Mary Jo Foley: "Could Microsoft be working behind the scenes on another new programming language?" 

Daniel Berlinger: Proposed changes for RSD v0.7

BlogTalk is a European weblog conference set for May 2003, in Vienna, Austria. 

The Boston Globe surveys (some of) Boston's weblogs. 

Wired: "She was told her butt would be out of harm's way in 24 hours." 

Before I go back to sleep (it's 2:40AM) I'll leave you with a pointer to an essay I published on this day in 1999, before the milennium rollover. It's a really nice one, and even though we're not rolling over on such a big level this time, much of what's there still applies. This is a tough time of year for everyone. Cut everyone some slack, including yourself. And when possible, use your programmer mind in a positive way. Look for ways to make it easier for our less technical friends, and look for shortcuts, and don't fight Murphy. "A deep breath and a smile and keep on truckin!" 

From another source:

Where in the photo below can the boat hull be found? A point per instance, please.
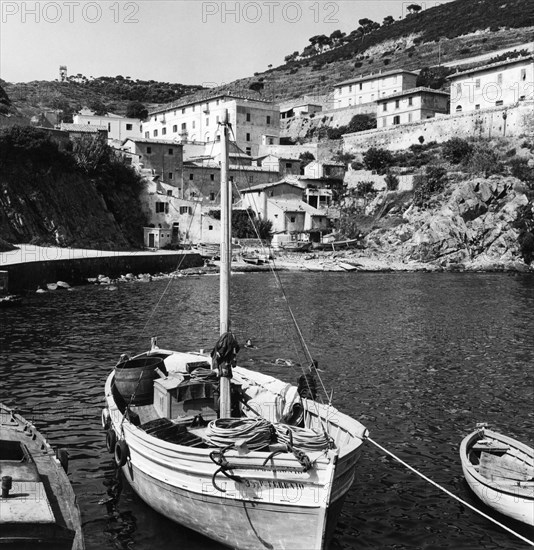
(512, 499)
(281, 507)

Matthew Thomas suggests that the license element in the creativeCommons RSS module have an href attribute that points to the license instead of the value of the element doing the pointing. His reasoning is that the URL isn't meant to be read by humans and therefore should be an attribute. I had never heard that before, and at first dismissed it, but then thought, hmm, that's an interesting idea. If you feel strongly one way or the other please post a message.  

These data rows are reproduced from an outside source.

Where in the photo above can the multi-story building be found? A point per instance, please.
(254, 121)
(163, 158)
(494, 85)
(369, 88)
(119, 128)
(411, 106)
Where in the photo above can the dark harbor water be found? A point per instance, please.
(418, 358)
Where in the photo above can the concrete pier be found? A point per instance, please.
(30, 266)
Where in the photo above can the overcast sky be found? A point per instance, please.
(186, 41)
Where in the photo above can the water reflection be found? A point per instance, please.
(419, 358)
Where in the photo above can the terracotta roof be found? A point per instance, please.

Another person who works in the middle of the California night is Italy's Paolo Valdemarin. Today he has an essay that explains the work they're doing on "topic maps" which is exactly what I was calling "timeless weblogs." It's the intersection of OPML and RSS and it's cool. I've not implemented it, they have. I look forward to trying it.  

I love working in the middle of the night (it's 1:30AM) because my time coincides with people like Phillip Pearson, who is a very generous programmer in New Zealand, on the other side of the Pacific Ocean, and that's fcuking far away. Tonight Phillip asks if we'd like a search engine for weblogs, written in Python, as part of his community server, and the answer is absolutely, please, it's a much requested feature, especially if it performs well and stays up without too much fuss and/or muss. 

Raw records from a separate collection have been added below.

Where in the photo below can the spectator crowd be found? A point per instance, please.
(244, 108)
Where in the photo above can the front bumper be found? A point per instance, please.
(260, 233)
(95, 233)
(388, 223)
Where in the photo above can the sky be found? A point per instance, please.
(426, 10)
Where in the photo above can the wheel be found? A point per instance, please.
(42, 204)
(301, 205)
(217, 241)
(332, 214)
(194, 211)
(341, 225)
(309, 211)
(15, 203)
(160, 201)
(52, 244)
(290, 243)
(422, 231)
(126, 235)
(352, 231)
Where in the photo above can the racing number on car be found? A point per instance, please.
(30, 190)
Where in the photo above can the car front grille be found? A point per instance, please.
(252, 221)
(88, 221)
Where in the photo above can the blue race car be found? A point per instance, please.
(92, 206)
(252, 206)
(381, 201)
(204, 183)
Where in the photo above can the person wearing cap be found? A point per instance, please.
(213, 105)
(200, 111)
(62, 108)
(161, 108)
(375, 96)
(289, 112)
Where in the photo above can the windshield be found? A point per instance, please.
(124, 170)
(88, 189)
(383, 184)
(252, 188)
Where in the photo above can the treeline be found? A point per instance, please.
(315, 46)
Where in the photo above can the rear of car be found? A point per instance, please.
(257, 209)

I didn't make it SF last night for the Creative Commons party. Lots of accidents on the road, chalk it up to a weather outage. I hope the launch was great. Sorry I wasn't there!  

Thanks to Adam Curry once again for being the most excellent guinea pig. Or viewed another way, canary in a coalmine. He's trying out my new weblog outliner, and noticing that his copy of Rado is doing a lot of work at the top of every minute. Other people are likely to notice this too, especially if you've got a lot of Tools installed. On a modern OS like Windows 2000, XP or Mac OS X, you won't notice it in other apps, but you will notice it in the Radio app. When you're using the outliner, you're typing in the Radio app, quite possibly for the first time. In Adam's case, I guess it's been a while since he worked in the Radio environment. The solution is to uninstall Tools one by one until you figure out which one is using all the cycles. Or get a second computer for the myrid of background tasks running on your behalf. I'm about to do that myself.  

Canary in a Coalmine: "First to fall over when the atmosphere is less than perfect" 

     

Last update: Tuesday, December 17, 2002 at 4:32 PM Eastern.